From: Ard Biesheuvel <ardb@kernel.org>

Drop the XOR implementation generated by the vectorizer: this has always
been a bit of a hack, and now that arm64 has an intrinsics version that
works on ARM too, let's use that instead.

So copy the part of the arm64 code that can be shared (so not the EOR3
version).

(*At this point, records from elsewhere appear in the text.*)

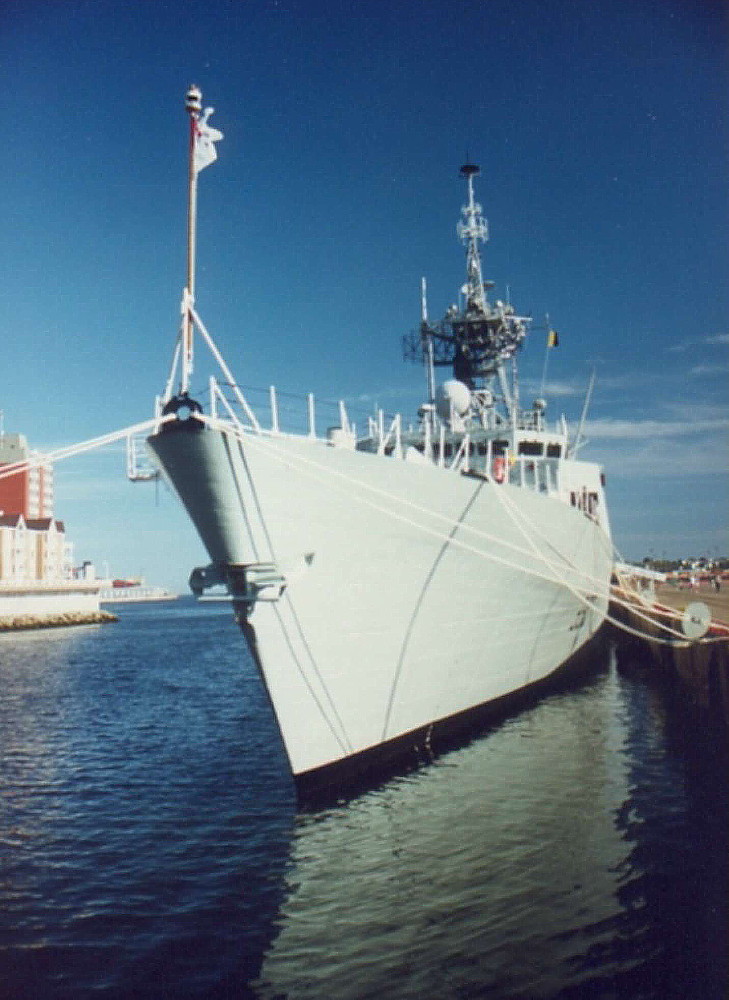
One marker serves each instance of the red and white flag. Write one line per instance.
(205, 138)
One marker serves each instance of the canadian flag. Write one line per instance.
(205, 138)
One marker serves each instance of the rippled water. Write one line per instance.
(150, 844)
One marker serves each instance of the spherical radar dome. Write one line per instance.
(452, 394)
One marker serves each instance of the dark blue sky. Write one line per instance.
(601, 129)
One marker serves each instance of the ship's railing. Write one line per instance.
(270, 411)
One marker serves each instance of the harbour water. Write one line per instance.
(150, 844)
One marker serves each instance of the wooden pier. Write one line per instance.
(694, 673)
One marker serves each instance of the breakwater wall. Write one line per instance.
(693, 674)
(16, 623)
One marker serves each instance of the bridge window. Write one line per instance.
(531, 448)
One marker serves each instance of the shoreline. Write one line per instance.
(23, 623)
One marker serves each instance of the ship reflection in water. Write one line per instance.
(149, 845)
(554, 858)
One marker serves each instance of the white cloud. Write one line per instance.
(607, 427)
(685, 345)
(710, 369)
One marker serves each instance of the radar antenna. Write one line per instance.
(477, 339)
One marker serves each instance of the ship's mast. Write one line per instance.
(193, 105)
(473, 229)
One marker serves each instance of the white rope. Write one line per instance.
(78, 449)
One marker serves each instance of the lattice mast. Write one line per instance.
(477, 339)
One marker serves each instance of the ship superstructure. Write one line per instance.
(392, 584)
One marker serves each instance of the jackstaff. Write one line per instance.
(202, 153)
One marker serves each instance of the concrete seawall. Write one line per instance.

The arm64 code will be updated in a subsequent patch to share
this implementation.

Signed-off-by: Ard Biesheuvel <ardb@kernel.org>
---
 lib/raid/xor/arm/xor-neon.c | 183 ++++++++++++++++++--
 lib/raid/xor/arm/xor-neon.h |   7 +
 lib/raid/xor/arm/xor_arch.h |   7 +-
 lib/raid/xor/xor-8regs.c    |   2 -
 4 files changed, 174 insertions(+), 25 deletions(-)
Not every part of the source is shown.